Sabar points to several factors, including centuries of persecution of Middle Eastern Christians, which has forced speakers of Aramaic to scatter across the world.
In the Mideast, Aramaic-speaking villagers who move to big cities in search of better opportunities must learn to speak Arabic in order to survive, Sabar said.
Under Iraqi strongman Saddam Hussein’s regime, Assyrians, who speak a modern version of Aramaic, have been assimilated. Many have been forced to take on Arab surnames and are referred to as Christian Arabs, which they are not, Sabar said.

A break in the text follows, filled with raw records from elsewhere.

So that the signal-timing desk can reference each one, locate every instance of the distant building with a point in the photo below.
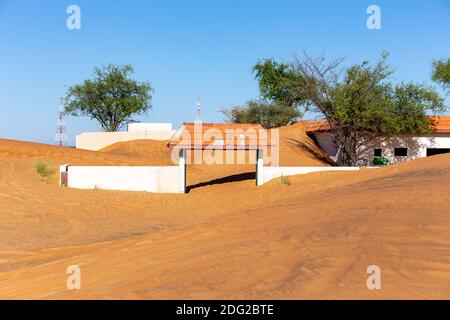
(396, 149)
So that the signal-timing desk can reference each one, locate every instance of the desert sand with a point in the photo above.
(226, 238)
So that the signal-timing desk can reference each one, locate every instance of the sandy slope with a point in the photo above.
(227, 239)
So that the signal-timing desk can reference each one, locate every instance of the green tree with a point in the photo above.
(441, 73)
(268, 114)
(111, 97)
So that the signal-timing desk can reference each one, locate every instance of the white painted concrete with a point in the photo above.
(153, 127)
(259, 167)
(95, 141)
(148, 179)
(417, 148)
(271, 173)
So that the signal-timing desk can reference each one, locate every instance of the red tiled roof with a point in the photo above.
(222, 136)
(441, 124)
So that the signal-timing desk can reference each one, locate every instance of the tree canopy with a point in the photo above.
(111, 97)
(441, 73)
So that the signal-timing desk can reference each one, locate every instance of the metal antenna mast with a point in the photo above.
(61, 129)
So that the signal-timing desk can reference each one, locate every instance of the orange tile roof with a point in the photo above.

At one time, Assyrian priests were killed if they were caught copying Bibles written in Aramaic, said the Rev. George Bet Rasho of St. Mary’s Assyrian Church of the East in Tarzana. Priests and deacons memorized the words and passed them down orally.
“Our people have been struggling so much to preserve our language, which is a part of our culture,” Bet Rasho said. “Because we have no land, no real country of our own, we are losing the language. We have mixed in the languages of the regions where we have lived.”
And yet, like hope, Aramaic lives on in some corners of the United States.
“Living in the West has helped us a lot,” said Bet Rasho, who teaches Aramaic to children, some of whom he hopes become deacons and priests. “In church, we use books that are pure Aramaic and that have never been translated. And the Internet is a safe place for us. That is where we unite. The opportunities for us there have been great.”